The key levers you control are:
- Instance Type: Choose GPUs that match your model’s needs (e.g.,
p3.8xlarge,g4dn.12xlarge,p4d.24xlarge). - Region/Availability Zone: Spot prices vary significantly between AZs.
- Maximum Spot Price: You can set a maximum price you’re willing to pay. If the current Spot price exceeds this, your instance will be terminated. For ML workloads, setting this to the on-demand price is common to maximize uptime.
- Interruption Handling: This is critical. Your training script must be able to checkpoint its progress frequently and resume from the last checkpoint upon interruption.
Here’s how you’d launch Spot Instances using the AWS CLI:
aws ec2 request-spot-instances \
--instance-count 8 \
--type "one-time" \
--launch-specification '{
"ImageId": "ami-0abcdef1234567890",
"InstanceType": "p3.8xlarge",
"KeyName": "my-key-pair",
"Placement": {
"AvailabilityZone": "us-east-1a"
},
"BlockDeviceMappings": [
{
"DeviceName": "/dev/sda1",
"Ebs": {
"VolumeSize": 200,
"VolumeType": "gp3",
"DeleteOnTermination": true
}
}
],
"NetworkInterfaces": [
{
"DeviceIndex": 0,
"SubnetId": "subnet-0123456789abcdef0",
"Groups": ["sg-0fedcba9876543210"],
"AssociatePublicIpAddress": true
}
],
"UserData": "#!/bin/bash\napt update && apt install -y python3-pip\npip3 install torch torchvision torchaudio\n# ... rest of your setup script ..."
}' \
--tag-specifications 'ResourceType=spot-instances-request,Tags=[{Key=Name,Value=ML-Training-Spot}]' \
--region us-east-1
The UserData script would download your training code, install dependencies, and launch your distributed training job. Crucially, your training script needs to handle the SIGTERM signal sent by AWS before termination, saving its state to persistent storage (like S3 or EFS).
# Checkpointing in PyTorch
import torch
import os
def save_checkpoint(model, optimizer, epoch, filepath):
torch.save({
'epoch': epoch,
'model_state_dict': model.state_dict(),
'optimizer_state_dict': optimizer.state_dict(),
}, filepath)
print(f"Checkpoint saved to {filepath}")
def load_checkpoint(model, optimizer, filepath):
if os.path.exists(filepath):
checkpoint = torch.load(filepath)
model.load_state_dict(checkpoint['model_state_dict'])
optimizer.load_state_dict(checkpoint['optimizer_state_dict'])
epoch = checkpoint['epoch']
print(f"Checkpoint loaded from {filepath}, resuming epoch {epoch}")
return epoch
return 0
# Inside your training loop:
checkpoint_path = "/mnt/efs/model_checkpoint.pth" # Example path on shared storage
start_epoch = load_checkpoint(model, optimizer, checkpoint_path)

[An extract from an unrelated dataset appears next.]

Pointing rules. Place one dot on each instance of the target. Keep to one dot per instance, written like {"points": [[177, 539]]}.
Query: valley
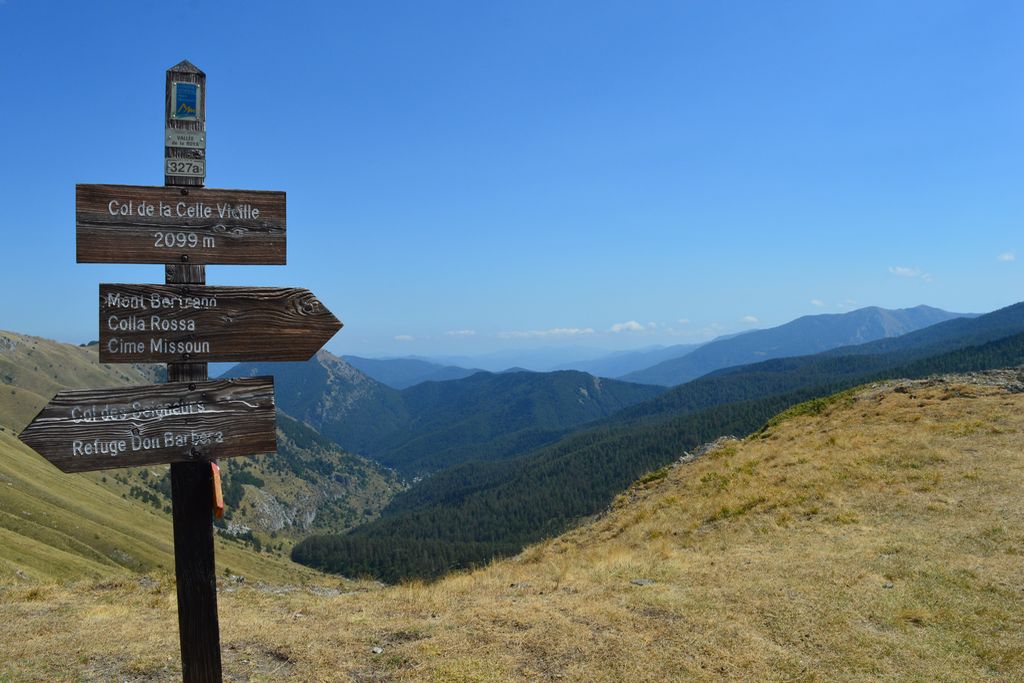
{"points": [[873, 534]]}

for epoch in range(start_epoch, num_epochs):
# ... training ...
if epoch % 5 == 0: # Save every 5 epochs
save_checkpoint(model, optimizer, epoch, checkpoint_path)
# Handle SIGTERM for graceful shutdown and final save
import signal
def handler(signum, frame):
print("Termination signal received. Saving final checkpoint...")
save_checkpoint(model, optimizer, epoch, checkpoint_path)
exit(0)
signal.signal(signal.SIGTERM, handler)
The most surprising benefit of using Spot Instances for ML training, beyond the cost savings, is the ability to scale up your compute resources dramatically. Because the cost per hour is so low, you can afford to provision a much larger cluster of GPUs than you could with on-demand pricing. This allows for faster experimentation and the training of larger, more complex models that would otherwise be out of reach.
The immediate next challenge you’ll face is ensuring your training job is robust enough to handle frequent interruptions, which means mastering fault tolerance and distributed checkpointing.